Cette étrange menace toucha sa cible : Marius se tut et ne fit plus aucune allusion au regard sombre de (l’œil droit) de Mathilde.

7h – la face cachée de Mila

Quatre heures de train, ça ouvre des horizons : on parle, on se livre, on découvre l’autre sous un autre visage. On le sait, et pourtant, rien ne laissait prévoir une telle découverte : Mila, l’élève si sage, si discrète, si sérieuse, montra à tous, camarades et passagers de la voiture SNCF n°2, un visage… fantastique! La métamorphose commença au moment précis où, se levant dans l’allée centrale (« J’ai les pieds qui gonflent »), elle prit un air sérieux et tous les passagers à témoin pour l’aider à résoudre un curieux dilemme :

– Le lapin ou les fesses?

Comment expliquer aux autres passagers que Mila était en train de faire un devoir de Technologie : « dessiner une manette de jeu destinée à des enfants », et qu’elle avait testé le dessin d’une tête de lapin bélier (« mais les oreilles qui retombent pour faire les poignées ne feront peut-être pas penser à un lapin… »), puis le dessin d’un pachyderme vu de dos (« , pour la queue, il y a le fil, mais je ne sais pas si j’ai le droit de rajouter les oreilles de l’éléphant…). Tout cela la bouche pleine, car Mila avait un sac magique duquel sortaient depuis 6 heures du matin, sans discontinuer, Pitchs, barres chocolatées, jus de fruit, bonbons multicolores ! Toujours debout dans l’allée, s’adressant autant à elle-même qu’à l’ensemble des passagers, elle annonça qu’elle donnerait les deux projets, puis, après un temps de réflexion :

– J’irai bien aux toilettes, mais j’ai peur de tomber dans le trou, parce que ça bouge drôlement, ce train… Tu m’accompagnes, Zélie?
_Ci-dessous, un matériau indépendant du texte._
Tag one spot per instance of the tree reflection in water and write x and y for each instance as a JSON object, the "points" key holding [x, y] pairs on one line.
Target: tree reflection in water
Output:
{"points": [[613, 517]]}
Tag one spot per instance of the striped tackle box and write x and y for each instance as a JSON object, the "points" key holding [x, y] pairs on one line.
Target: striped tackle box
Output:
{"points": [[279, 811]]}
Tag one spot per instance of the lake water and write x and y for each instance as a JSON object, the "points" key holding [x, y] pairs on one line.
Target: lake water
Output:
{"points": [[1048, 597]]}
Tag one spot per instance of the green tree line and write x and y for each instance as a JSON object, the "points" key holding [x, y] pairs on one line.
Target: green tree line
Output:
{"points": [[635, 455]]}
Et, à une dame qui la regardait un peu surprise :

– À chacun ses phobies : il faut respecter cela!

9h – La pression monte

Mathilde, toujours aussi sérieuse et prévoyante, avec sa tache de mascara estompée, un peu étalée sur la paupière, après un passage aux toilettes (« c’est vrai que ça bouge, là-dedans! »), sort son téléphone pour consulter les notes qu’elle avait prises pour un éventuel discours lors de la remise des prix : « un oral, ça se prépare! ». Justement, son professeur, parcourant les notes de Mathilde, lui dit qu’avec cela, elle pourrait s’en sortir sans problème. Assez fière, elle demanda à ses trois compères, qui avaient tous leur téléphone en main, s’ils pouvaient montrer leurs propres notes pour leurs discours : on entendit très nettement le bruit des rails, le troisième élastique de l’appareil dentaire de Mila qui craqua, le cri de l’ours au fond des bois dont Zélie use quand elle est contente (un truc comme : « RRRROOOOO »), et les grattements de Marius parti subitement chercher ses chaussures sous les sièges. Mathilde comprit qu’aucun des trois n’avait préparé quoi que ce soit. Mathilde les haït. Mathilde fut de nouveau très angoissée.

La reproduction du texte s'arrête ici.